From my own deductions, the only possible way in which to even begin to solve the problem is with the move b7 to b8. However, I have yet to figure out how promoting the pawn can have an effect on the eventual outcome of the scenario, seeing as the black king can simply take whichever piece I decide to transform the pawn into.

The last hint I was given, by the person who posed to question to me, was that the relationship between the piece into which the pawn is transformed and the black king is paramount to the solution.

Please help me. All the chess engines I have tried using after an absurd amount of time, trying to figure it out by myself, and doing it with the help of others have failed me.

All helpful tips/hints/advice/directions which may lead to the correct answer are welcome.

  • 2
    This is a joke problem.
    – limits
    Commented Jul 6, 2015 at 17:53

6 Answers 6


It's probably a trick problem with a promotion to a black knight.

Such promotions to the wrong colour are not allowed, and never were. In the official rules it is now specifically pointed out that the new piece has to have the same colour as the promoted pawn.

FIDE's laws of chess, Article 3.7 e:

When a pawn reaches the rank furthest from its starting position it must be exchanged as part of the same move on the same square for a new queen, rook, bishop or knight of the same colour. The player’s choice is not restricted to pieces that have been captured previously. This exchange of a pawn for another piece is called ‘promotion’ and the effect of the new piece is immediate.


Mate in one move is impossible here, but there is a forced mate in two.

You're right that the solution begins with a pawn promotion; you just need to continue playing out the line.
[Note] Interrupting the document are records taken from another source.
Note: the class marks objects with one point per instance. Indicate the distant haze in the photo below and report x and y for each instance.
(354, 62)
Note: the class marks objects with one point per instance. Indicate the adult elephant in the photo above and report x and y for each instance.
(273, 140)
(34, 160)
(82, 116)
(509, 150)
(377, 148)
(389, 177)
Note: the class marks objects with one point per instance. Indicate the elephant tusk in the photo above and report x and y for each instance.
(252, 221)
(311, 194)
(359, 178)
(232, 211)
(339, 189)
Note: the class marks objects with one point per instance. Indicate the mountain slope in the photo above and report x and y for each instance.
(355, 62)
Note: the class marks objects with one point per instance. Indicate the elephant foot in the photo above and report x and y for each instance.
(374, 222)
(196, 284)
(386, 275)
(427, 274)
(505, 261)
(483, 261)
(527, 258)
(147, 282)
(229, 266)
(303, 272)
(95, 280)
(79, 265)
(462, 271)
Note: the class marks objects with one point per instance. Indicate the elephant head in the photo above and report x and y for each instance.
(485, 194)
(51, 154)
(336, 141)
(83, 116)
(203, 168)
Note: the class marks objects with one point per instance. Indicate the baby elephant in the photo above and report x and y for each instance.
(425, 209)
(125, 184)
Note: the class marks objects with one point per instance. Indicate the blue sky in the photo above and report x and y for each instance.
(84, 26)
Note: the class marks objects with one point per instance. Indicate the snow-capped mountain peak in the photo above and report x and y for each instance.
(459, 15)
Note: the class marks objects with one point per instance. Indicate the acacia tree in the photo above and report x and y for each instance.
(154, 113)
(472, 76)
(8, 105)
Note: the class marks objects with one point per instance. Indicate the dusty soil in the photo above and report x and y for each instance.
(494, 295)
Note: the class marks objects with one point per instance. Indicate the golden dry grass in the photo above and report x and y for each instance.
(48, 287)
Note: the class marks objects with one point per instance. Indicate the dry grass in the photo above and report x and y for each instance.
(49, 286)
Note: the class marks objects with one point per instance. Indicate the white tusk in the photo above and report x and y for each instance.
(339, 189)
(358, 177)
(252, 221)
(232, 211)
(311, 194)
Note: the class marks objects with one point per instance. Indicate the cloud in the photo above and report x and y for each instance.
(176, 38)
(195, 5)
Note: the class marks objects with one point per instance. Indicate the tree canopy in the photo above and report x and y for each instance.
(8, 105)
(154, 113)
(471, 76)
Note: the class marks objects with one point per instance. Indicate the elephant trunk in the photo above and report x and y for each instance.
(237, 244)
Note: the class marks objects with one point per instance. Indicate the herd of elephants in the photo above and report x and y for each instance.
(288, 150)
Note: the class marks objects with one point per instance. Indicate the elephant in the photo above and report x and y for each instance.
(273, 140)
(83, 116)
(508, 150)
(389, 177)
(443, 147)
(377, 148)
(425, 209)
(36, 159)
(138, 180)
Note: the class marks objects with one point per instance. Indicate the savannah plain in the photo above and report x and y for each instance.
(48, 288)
Promote to any piece - it doesn't matter which - and the only legal move for black is to capture the new piece. Then simply drop your queen to D8 (or B6), and it's mate in two.
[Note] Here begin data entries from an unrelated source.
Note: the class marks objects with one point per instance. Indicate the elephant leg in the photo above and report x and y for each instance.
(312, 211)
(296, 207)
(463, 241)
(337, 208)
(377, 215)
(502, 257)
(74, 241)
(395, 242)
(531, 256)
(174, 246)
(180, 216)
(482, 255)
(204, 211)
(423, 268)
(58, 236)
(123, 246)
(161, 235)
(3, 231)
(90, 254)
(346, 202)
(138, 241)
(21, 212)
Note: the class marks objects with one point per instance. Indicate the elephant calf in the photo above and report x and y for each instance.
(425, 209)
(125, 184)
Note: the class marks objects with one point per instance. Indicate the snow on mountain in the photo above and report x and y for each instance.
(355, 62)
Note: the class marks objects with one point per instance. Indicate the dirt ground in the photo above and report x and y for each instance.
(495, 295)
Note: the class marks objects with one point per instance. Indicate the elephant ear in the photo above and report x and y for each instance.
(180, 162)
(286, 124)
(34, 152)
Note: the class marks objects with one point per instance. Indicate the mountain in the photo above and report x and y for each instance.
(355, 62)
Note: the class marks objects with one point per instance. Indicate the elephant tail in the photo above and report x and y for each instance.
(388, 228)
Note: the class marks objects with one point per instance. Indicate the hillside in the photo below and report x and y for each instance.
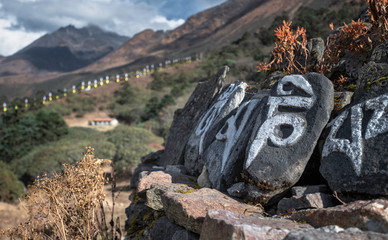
(64, 50)
(203, 32)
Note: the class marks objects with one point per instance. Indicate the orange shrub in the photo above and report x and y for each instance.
(290, 52)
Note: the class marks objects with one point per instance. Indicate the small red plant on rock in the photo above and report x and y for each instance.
(290, 52)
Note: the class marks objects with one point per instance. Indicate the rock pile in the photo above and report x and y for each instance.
(233, 163)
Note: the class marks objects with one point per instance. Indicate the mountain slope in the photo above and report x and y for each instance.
(204, 31)
(66, 49)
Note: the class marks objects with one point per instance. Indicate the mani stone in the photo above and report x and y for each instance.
(355, 153)
(229, 99)
(184, 119)
(366, 215)
(287, 130)
(225, 156)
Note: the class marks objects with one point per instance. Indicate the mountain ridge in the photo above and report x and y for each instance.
(66, 49)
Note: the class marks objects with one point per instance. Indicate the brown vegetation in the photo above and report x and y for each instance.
(68, 205)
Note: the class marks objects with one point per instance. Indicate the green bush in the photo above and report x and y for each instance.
(10, 187)
(128, 103)
(131, 144)
(125, 145)
(20, 134)
(50, 157)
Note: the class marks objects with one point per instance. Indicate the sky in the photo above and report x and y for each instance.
(23, 21)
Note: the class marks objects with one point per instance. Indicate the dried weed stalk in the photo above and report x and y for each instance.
(65, 205)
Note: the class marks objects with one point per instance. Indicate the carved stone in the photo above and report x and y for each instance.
(230, 98)
(225, 156)
(184, 119)
(355, 153)
(287, 130)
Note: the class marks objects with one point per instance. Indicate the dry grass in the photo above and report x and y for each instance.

[FEN "8/kPR5/5Q2/8/8/8/6B1/4K3 w - - 0 1"]

1.b8=N+ Kxb8 2.Qd8# 1-0 (2.Qb6# 1-0)
  • 1
    There's also a mate in 2 starting with 1.Qa1+ (then either 1...Kb6 2.b8Q# or 1...Kb8 2.Rc8#).
    – Stephen
    Commented Jan 6, 2015 at 12:47

At first I thought it could be the typical "board is not oriented as you are asuming" trick, but it doesn't seem to work;

Option 1: The white pawn is actually in the g2 square. But it isn't enough, because after, for example, g4+, then Kg1 saves the king.

Option 2: The white pawn is in the g7 square; but after, for example, Qf8+, Kh7 saves the king again. Besides, in this case the board would be misplaced (white square on the left-down corner of the players).
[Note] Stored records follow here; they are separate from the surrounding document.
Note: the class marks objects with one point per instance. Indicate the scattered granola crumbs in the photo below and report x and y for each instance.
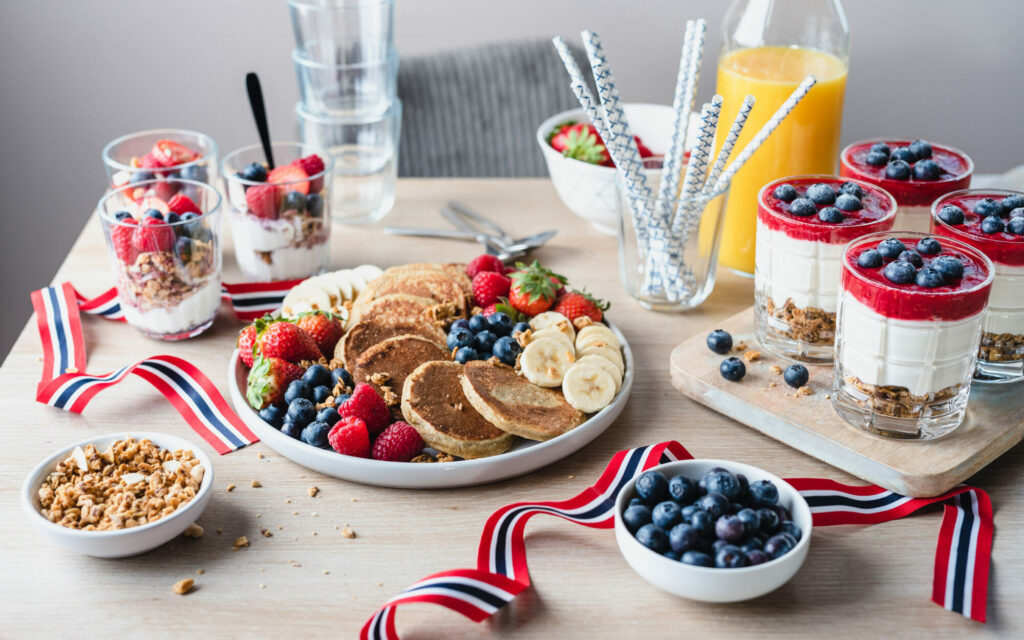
(182, 587)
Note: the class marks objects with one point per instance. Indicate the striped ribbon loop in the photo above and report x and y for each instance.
(962, 561)
(66, 385)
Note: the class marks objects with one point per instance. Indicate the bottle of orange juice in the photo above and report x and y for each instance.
(769, 48)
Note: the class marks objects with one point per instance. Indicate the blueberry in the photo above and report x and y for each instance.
(254, 172)
(666, 514)
(465, 354)
(821, 194)
(636, 516)
(785, 193)
(830, 215)
(921, 148)
(950, 267)
(732, 369)
(315, 433)
(301, 412)
(929, 247)
(927, 170)
(847, 202)
(929, 278)
(652, 486)
(683, 489)
(803, 207)
(719, 341)
(796, 376)
(459, 338)
(898, 170)
(991, 224)
(272, 415)
(317, 375)
(987, 207)
(653, 538)
(296, 389)
(764, 494)
(912, 257)
(890, 248)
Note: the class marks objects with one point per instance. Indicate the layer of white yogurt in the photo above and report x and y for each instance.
(804, 270)
(923, 355)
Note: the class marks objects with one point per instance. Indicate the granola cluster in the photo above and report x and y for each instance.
(133, 482)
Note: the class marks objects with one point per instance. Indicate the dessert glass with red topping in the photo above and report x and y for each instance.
(281, 218)
(910, 312)
(915, 172)
(161, 155)
(992, 221)
(804, 222)
(166, 255)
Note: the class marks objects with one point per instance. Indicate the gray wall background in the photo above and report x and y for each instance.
(76, 74)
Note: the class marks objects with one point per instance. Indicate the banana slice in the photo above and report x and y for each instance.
(545, 361)
(588, 387)
(606, 365)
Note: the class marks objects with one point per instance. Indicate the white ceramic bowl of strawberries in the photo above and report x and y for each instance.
(589, 189)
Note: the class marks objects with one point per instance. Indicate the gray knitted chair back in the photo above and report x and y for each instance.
(474, 113)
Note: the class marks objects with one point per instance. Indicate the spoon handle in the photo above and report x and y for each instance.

Because of the pawn placement there aren't any en pasant tricks etiher. So, all in all, I agree with the suggestions that the only solution is false, based on promoting to a black piece.

Option 3; white pawn is in b2. But again, after Qe4+, then Ka2 saves the black king again. And in this case, again, we have the problem of the white square on the right side.


As the first answer above indicates, this is a trick question and can be found on youtube. The question is so posed that the pawn can promote to ANY piece, not restricted to color, so 1..., b8(Black N) is mate. But this is illegal, so the problem is meaningless.


This is a trick question because the only way to mate in one is to promote the pawn to a black knight, this stops the king from taking this space. While it is now illegal this problem was designed by a chess grand master he created this problem to make it an official rule that you can only promote to the same color as the pawn. This problem was relevant at the time because you could promote to any color but there was never a situation in which doing so would benefit you. The problem is a part of chess history and is the very example that created the promotion rule.


Long ago question that is perhaps more interesting than was realised.

Give the problem to a human,and the reaction is, "This has no solution, so the question is only worth asking if there is some amusing trick answer. What could the trick be?" Computers cannot do this, at least not yet, without being given a list of possible tricks.

Humans, therefore, think much more flexibly and creatively than computers. Outside the box,if you will excuse the cliche.